Did you know they cut up Einstein's brain to try and learn what made him special? Turns out, one of the things that made Einstein special was that he had an opportunity to do things.
"I am, somehow, less interested in the weight and convolutions of Einstein's brain than in the near certainty that people of equal talent have lived and died in cotton fields and sweatshops." - Stephen Jay Gould
There are other types who prefer the power trip, or that if you're a bad manager then your job is pretty easy, etc. But GOOD execs actually do care quite a lot. I tend to tangle with HR over salaries because I'd rather hire a handful of really good people for 15% above market and get double the productivity than a lot of people at or below market.
This article is confusing the corporate raider mindset rampant in big public companies with the genuine growth mindset most companies actually have. Everyone focuses on productivity and costs, enshittification only happens when you're near enough of a monopoly you can afford to squeeze your customers. Most companies can't do that and most companies try to just keep improving. Don't look at MS or Exxon and think that's who most companies actually work. That's just the beginning of the end stage of a megacorporation's life.
In that time, the stock price went up, and Honeywell went back on the Fortune 100. Just zero relationship between productivity or effectiveness within the company and the stock price.
Losing billions of dollars doesn't keep you off the Fortune 100, only losing billions of dollars more than the other companies people could invest in.
5/10/15/20 year annual Honeywell returns are 9.74/10.29/14.03/11.78%.
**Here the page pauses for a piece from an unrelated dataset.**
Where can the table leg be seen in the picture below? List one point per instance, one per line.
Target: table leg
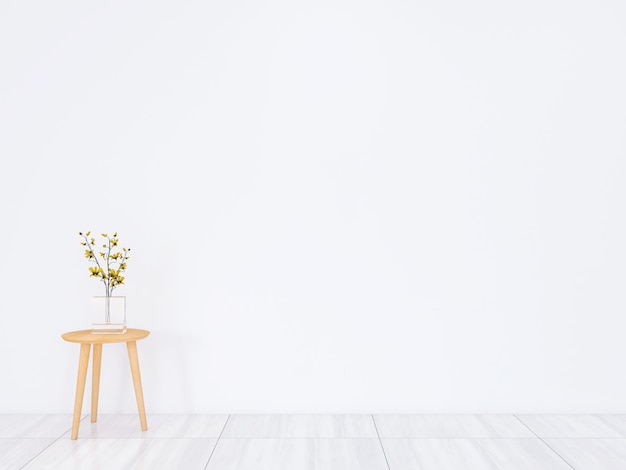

SP500 is 14.69/13.80/14.42/10.57%.
I would characterize Honeywell as treading water until 2011, and since then they have been losing.
If it’s so obvious, figure out how to bet against it, get rich, and never have to worry about productivity again.
> The environmental impact is real.
If every LLM disappeared tomorrow, the environment is still equally fucked as it is today. “Think of the environment” is the second most mindless appeal to emotion argument against anything other than “Think of the children.”
I think that the person who wrote this blog post is supremely deluded about their ability to identify a bubble.
Most people don't have access to enough money to begin profitable trading. Most people don't have a realistic option to even try trading.
Because they are absolutely sure that we are in the middle of a massive bubble, they surely can’t lose, right?
This post is full of non-sequitur assumptions, conjecture, and almost every logical fallacy.